A síndrome de cachorro vira-lata, que Nelson Rodrigues explicitou em 1950, começou a se dissipar quando os brasileiros mostraram sua capacidade e tenacidade na construção da moderna cidade de Brasília, para ser a capital federal. Foram tempos em que os sonhos da população pobre, de ter uma vida digna, finalmente haviam chegado, na música, nas artes e nos esportes passamos a figurar nas manchetes internacionais – finalmente o País do futuro havia chegado. Mesmo sendo algo ilusório, a felicidade faz parte da caminhada humana sobre a Terra. A felicidade, mesmo sendo desejada por muitos, só é permitida para poucos, e como aquele momento era de felicidade para muitos, essa felicidade foi dissipada na escuridão de uma ditadura militar.
Os sofismas e sortilégios que acompanham os regimes de exceção conseguem enganar boa parte da população: “Pode-se enganar a todos por algum tempo; enganar alguns por todo o tempo; mas não se pode enganar a todos todo o tempo”. (Abraham Lincoln). Em 1984, após vinte anos de ditadura militar, a população brasileira foi em massa para as ruas para pedir o direito de eleger o seu presidente, este movimento ficou conhecido como Diretas Já, mas graças à covardia dos deputados governistas, a Emenda Constitucional foi rejeitada, e o sonho foi adiado. A Promulgação da nova Constituição em 1988 tentou materializar os sonhos da maioria dos brasileiros, no entanto a tal felicidade que parecia que havia chegado se transformou apenas em um sonho que foi sonhado.
O ser humano é considerado um ser racional, mas é na sua racionalidade que se explicita a sua crueldade. O ser humano é o único animal que tortura, maltrata e mata o seu semelhante, e faz isso com prazer escorado no fundamentalismo religioso, e em um deus que criou para convalidar as suas atitudes, e toda vez que os sonhos, que trazem a felicidade se aproximam das pessoas pobres usam práticas da Idade Média para fazer valer os seus pensamentos segregadores. Confúcio (551. a.C) afirmou: “Se queres prever o futuro, estuda o passado”, e como não conhecemos a nossa história cometemos os mesmos erros todo o tempo.

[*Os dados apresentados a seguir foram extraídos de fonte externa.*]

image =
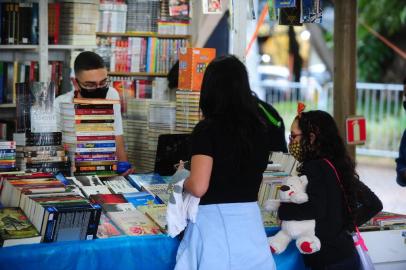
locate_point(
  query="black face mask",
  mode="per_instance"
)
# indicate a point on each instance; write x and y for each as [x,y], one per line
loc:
[96,93]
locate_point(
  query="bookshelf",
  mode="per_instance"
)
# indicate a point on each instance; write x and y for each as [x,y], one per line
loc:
[136,74]
[41,52]
[142,34]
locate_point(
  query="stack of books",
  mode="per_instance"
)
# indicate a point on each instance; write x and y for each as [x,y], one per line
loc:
[121,215]
[56,212]
[281,165]
[7,156]
[16,228]
[140,54]
[89,136]
[188,113]
[385,221]
[174,18]
[112,17]
[41,152]
[79,21]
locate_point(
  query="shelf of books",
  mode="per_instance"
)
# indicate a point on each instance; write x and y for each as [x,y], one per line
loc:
[136,74]
[19,47]
[142,34]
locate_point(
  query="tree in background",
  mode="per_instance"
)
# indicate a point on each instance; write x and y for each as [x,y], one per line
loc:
[376,61]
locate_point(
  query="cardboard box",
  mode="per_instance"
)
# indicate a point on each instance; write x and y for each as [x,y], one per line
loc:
[192,64]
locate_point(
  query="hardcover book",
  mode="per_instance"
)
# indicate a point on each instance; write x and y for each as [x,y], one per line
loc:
[156,212]
[134,223]
[107,228]
[16,229]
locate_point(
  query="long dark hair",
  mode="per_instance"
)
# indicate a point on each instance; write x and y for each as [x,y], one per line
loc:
[329,144]
[226,98]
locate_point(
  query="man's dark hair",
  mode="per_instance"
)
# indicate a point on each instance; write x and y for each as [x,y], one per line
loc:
[88,61]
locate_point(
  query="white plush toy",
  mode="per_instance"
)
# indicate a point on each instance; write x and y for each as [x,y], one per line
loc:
[294,191]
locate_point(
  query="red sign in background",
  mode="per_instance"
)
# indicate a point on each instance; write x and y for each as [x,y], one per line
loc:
[356,130]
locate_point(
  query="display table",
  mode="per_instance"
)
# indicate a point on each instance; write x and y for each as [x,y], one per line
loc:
[153,252]
[387,248]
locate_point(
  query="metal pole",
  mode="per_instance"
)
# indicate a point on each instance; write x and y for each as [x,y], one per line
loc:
[239,33]
[43,40]
[345,54]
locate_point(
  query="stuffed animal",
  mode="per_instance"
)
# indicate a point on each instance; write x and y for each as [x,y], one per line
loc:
[293,191]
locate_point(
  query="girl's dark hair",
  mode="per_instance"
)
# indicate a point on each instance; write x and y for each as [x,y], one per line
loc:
[329,144]
[226,97]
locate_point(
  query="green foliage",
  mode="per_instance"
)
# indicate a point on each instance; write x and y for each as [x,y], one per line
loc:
[386,17]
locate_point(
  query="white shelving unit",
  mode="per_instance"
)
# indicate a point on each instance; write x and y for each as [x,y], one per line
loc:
[41,52]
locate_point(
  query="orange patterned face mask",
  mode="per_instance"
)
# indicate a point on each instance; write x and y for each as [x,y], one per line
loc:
[296,150]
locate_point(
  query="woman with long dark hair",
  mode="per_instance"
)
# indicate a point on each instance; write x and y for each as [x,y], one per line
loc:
[316,143]
[229,155]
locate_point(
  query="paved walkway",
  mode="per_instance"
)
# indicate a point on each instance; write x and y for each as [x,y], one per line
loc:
[380,176]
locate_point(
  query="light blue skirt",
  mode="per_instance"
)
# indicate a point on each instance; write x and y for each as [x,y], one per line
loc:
[225,237]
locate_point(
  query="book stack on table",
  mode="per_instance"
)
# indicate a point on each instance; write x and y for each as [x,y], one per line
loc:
[89,136]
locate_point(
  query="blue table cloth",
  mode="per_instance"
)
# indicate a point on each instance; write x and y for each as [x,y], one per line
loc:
[153,252]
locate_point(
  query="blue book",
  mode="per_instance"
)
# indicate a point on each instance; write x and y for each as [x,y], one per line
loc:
[141,181]
[34,24]
[1,79]
[285,3]
[141,198]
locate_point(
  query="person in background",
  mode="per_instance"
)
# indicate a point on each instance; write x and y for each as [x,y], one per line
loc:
[316,143]
[269,114]
[91,81]
[401,160]
[229,156]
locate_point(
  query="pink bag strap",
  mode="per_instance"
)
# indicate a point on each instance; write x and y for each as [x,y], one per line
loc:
[360,240]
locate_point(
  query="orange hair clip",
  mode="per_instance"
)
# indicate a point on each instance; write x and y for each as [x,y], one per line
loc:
[300,108]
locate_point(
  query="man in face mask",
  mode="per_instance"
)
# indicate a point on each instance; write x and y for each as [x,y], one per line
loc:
[401,160]
[91,81]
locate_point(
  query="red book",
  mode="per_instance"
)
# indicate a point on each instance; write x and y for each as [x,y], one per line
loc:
[93,111]
[95,138]
[108,198]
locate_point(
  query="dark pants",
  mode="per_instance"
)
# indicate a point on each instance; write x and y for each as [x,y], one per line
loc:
[351,263]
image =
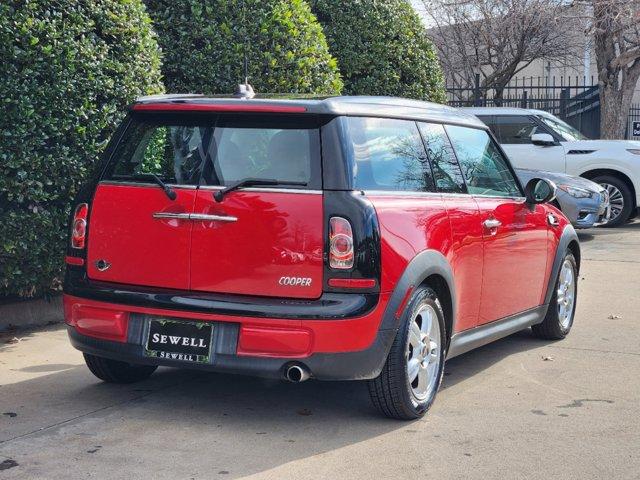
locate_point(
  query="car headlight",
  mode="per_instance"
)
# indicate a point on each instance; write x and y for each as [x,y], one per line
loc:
[575,191]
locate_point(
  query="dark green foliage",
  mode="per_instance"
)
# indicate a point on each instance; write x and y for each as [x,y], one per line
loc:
[382,48]
[203,46]
[67,70]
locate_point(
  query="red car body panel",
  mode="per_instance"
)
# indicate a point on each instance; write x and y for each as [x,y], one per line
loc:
[323,336]
[276,235]
[140,249]
[515,258]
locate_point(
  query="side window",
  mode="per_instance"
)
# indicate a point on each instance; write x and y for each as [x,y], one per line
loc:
[490,122]
[173,153]
[484,168]
[388,154]
[446,171]
[514,129]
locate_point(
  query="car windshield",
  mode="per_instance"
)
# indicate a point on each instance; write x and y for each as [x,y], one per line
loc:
[566,131]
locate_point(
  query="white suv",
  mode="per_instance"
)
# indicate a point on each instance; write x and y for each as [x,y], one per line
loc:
[537,140]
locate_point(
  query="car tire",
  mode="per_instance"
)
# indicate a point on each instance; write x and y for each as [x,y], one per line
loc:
[627,198]
[114,371]
[394,393]
[562,308]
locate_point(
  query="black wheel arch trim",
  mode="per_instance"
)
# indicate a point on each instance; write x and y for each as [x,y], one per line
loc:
[568,237]
[424,265]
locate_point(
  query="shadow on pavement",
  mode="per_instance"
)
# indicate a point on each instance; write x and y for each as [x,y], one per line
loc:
[235,422]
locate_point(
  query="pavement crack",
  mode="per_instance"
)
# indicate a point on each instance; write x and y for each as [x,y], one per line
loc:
[595,350]
[97,410]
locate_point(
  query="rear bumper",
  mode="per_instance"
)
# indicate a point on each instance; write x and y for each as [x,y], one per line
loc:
[331,349]
[360,365]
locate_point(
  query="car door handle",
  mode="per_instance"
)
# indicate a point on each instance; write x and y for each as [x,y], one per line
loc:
[215,218]
[492,223]
[171,215]
[552,220]
[195,217]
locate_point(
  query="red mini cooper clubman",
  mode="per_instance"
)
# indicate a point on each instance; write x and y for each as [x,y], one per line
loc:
[336,239]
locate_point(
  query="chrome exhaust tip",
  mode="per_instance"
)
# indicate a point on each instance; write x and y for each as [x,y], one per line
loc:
[296,374]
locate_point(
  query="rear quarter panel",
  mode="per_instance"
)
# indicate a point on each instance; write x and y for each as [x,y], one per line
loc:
[412,223]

Se Jesus Cristo voltasse à Terra e se ancorasse no Brasil, não iria entender como a sua filosofia e seus ensinamentos, que exalta o amor, na boca dos que se intitulam cristãos viraram ódio e perseguição explícita, e dentro deste ambiente de trevas suas palavras não encontrariam guarida, e novamente seria crucificado. A história mostra que o sofrimento é a principal doutrina dos fundamentalistas religiosos, pois segundo seus ensinamentos só o sofrimento engrandece, e a felicidade só acontece em outro mundo.
Os depoimentos de empresários ricos e cristãos na CPI da pandemia mostram que no Brasil não tem uma elite, pois elite seria a nata das virtudes pessoais, o que temos são filhotes do coronelismo escravocrata, que construíram suas riquezas, com o apoio das religiões, da exploração dos pobres promovendo a segregação social, e como só pensam em cifrões, não permitem que classe trabalhadora tenha autonomia, pois assim a exploração pode continuar eternamente.
Há menos de duas décadas, a população pobre do Brasil achava que a sua vez havia chegado, pois tinha a mesa farta, e podia até viajar de avião, e agora neste governo de criminosos ligado às milícias urbanas e rurais, que evoca Deus o tempo todo, os pobres voltaram à condição miserável, como viviam há um século, ver pessoas que vivem na segunda maior cidade brasileira disputando pedaços de ossos na carroceria de um caminhão é o máximo da degeneração da pessoa humana – Brasil, país do sortilégio! Como dizem os versos de Caetano & Gil: “Pense no Haiti, Reze pelo Haiti, O Haiti é aqui, o Haiti…”.